Here’s the deal: None of these concepts are new, but I forget this simple advice, as I bet some of you do, so it bears repeating.

1.  Stretch. Often.

I hadn’t thought about this for so long, since gym class in college in fact; We were reminded of the importance of stretching your muscles before and after a workout.  I caught on when I saw Lola stretching her (once lithe) body whenever she got up from lying down, and also at random other times.  I assume she was relieving muscle stress, preparing for a nice run, and the like.

I tried it. It’s surprisingly good.  Stretch first thing in the morning, or whenever you are waiting around for an appointment.

Especially get up and stretch on flights. I witnessed some odd maneuvers on my last transatlantic flight, performed by conscientious travellers. They looked a bit funny, but they were the smart ones, trying to stave off fatigue and worse.

Release some of that stiffness and get the toxins flowing and out of your system. Since I’m not a yoga convert (yet) the benefits of stretching have not been ingrained in my subconscious. Luckily the dogs are here to remind me.

2. Love easily, forgive quickly, savor the small pleasures.

They live in the moment, my dogs. You never forget you are loved around them. Any transgression or rebuke is quickly forgotten in favor of affection — given or received.

The little one might have forgotten where he was supposed to go potty, but when you tell him off for the umpteenth time, he is not put off. He bounds back within seconds at the prospect of a treat or a ball.

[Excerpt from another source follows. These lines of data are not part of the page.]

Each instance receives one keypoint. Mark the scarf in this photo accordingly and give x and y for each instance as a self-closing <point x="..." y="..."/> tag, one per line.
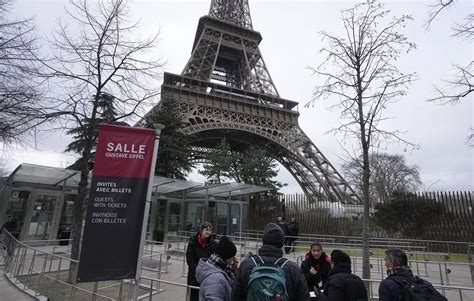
<point x="201" y="240"/>
<point x="220" y="263"/>
<point x="398" y="270"/>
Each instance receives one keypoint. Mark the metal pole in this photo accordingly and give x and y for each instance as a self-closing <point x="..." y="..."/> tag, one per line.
<point x="138" y="274"/>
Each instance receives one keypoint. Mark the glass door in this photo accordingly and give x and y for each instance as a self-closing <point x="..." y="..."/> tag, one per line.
<point x="174" y="218"/>
<point x="41" y="219"/>
<point x="221" y="218"/>
<point x="234" y="220"/>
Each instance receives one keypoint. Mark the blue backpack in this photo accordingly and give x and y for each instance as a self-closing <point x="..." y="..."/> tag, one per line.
<point x="267" y="281"/>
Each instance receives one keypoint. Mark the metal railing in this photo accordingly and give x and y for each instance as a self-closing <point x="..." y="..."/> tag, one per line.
<point x="43" y="271"/>
<point x="34" y="268"/>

You leave them at home for a day’s work. The separation anxiety betrayed in sad puppy-dog eyes may be heartbreaking on your depature, but by the time you get back, you get an enthusiastic welcome and all is forgotten.

In dog-world, there is no time to dwell on the past when good times lie ahead.

3.  Use it or lose it.

This applies to all sorts of things. Good food. Your stuff. Friendships.

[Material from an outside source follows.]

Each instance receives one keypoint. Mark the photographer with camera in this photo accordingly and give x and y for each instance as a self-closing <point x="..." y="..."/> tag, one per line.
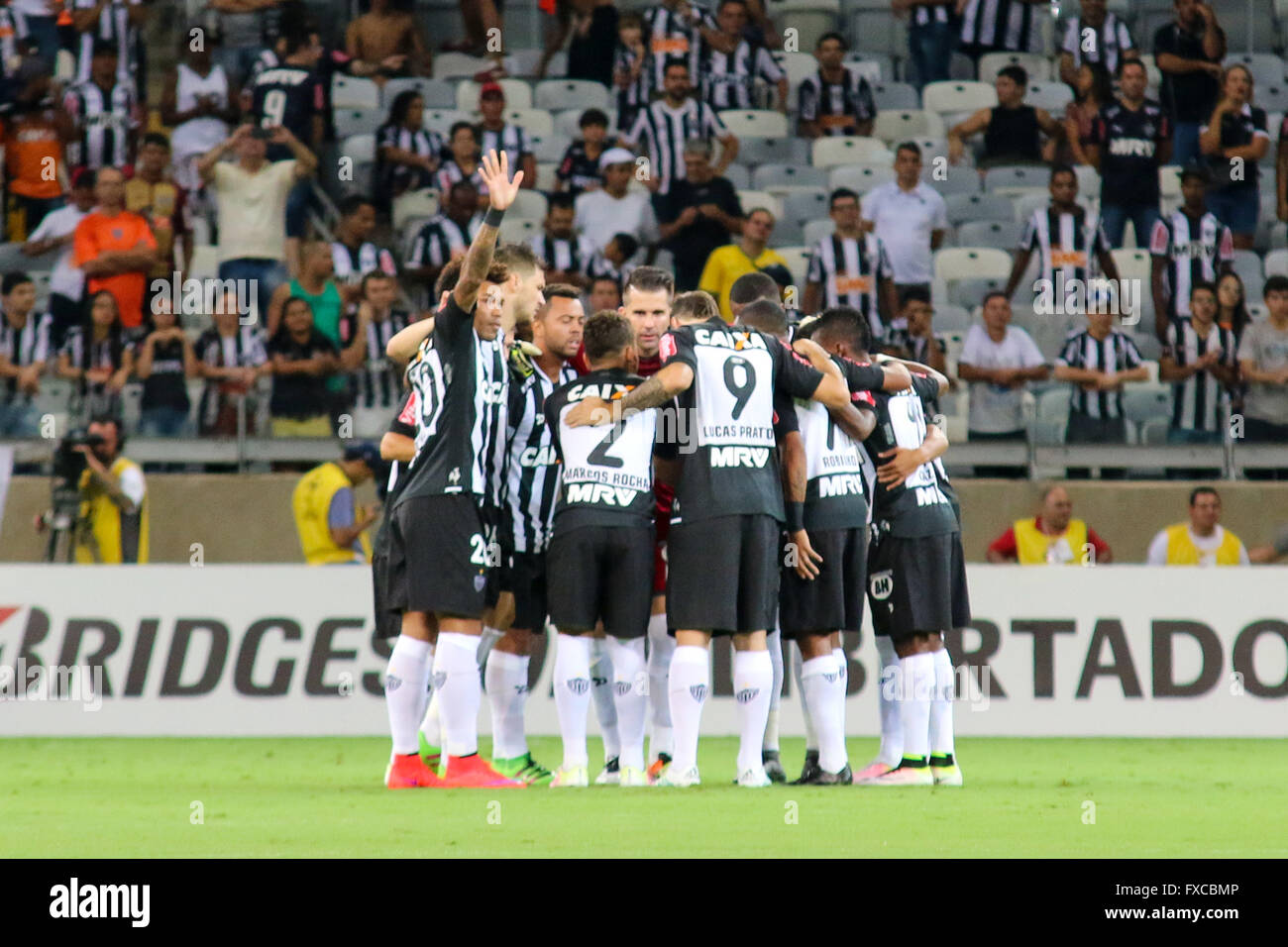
<point x="112" y="526"/>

If one of the dogs gets a treat or bone and decides to hoard it for later, you can be sure the other will swoop in and steal it, given half the chance.

My dad used to buy me those gift sets of mini French perfumes on his business travels. They were so nice, I didn’t have the heart to open them, so there they sat on the dressing table, looking pretty.

By the time I realized they were just dust magnets, and I had better start enjoying them, they had gone rancid. Same goes for that nice china that self-help gurus are always telling you to use. What are you saving it for?

4.  Seize every opportunity to smile and play

Okay, the dog equivalent of smiling has got to be tail-wagging, and look how often and easily they do it. Anything or anyone can get their tail thrashing in a flash. We’d all feel much better if we try to find the small things to smile at, making less time for the things that upset us. I’ve read of endless studies that show this enhances our well-being. Similarly, playing. You will rarely see a dog sit still at the sight of a moving toy. I am with the Tim Ferris school of thought that people work waaaay too much.

Again, I think many people work more hours than are comfortable, so they can afford to buy all the things we never knew we needed till they hit the consumer-radar.  My good, wise friend (we’ll call her Ricky) hit the nail on the head: “I would rather spend less and have to work less.”

Why is this simple genius concept so overlooked?

Any time I have bought Sebs (the still young and destructive dog) a fancy pet-store chew toy, he has ignored it and gone straight back to demolishing a cardboard box. He hasn’t caught the advertising bug yet. But he knows how to have fun.

Playtime doesn’t have to be sophisticated. Just decide that everything you do will be done with an element of fun, if at all possible.

One of my favorite parts of my work is to put on a chick-flick, sit on the sofa and go through my latest jewelry finds for sale, sorting, cleaning and pricing.

5.  Appreciate the goodness of a snooze

Resting. So underrated.

Any time the dogs aren’t in one of their active modes, they are usually found languishing in one of any number of comfortable positions and locations, as if they have just run a marathon.

I don’t know why Maggie Thatcher, back in the day, along with other overachievers, always bragged about only needing 5 hours sleep. Sleep is necessary, to recharge your batteries and regenerate cells. I don’t function well when I am tired, and start making poor decisions, so I’m all for getting as much rest as I can.

I haven’t bought into the idea that we should be constantly finding ways to pack in more into our already hectic lives. It’s ironic that the more we develop technology that systemizes and eliminates human labor, the less time we seem to have, and the more overextended we become.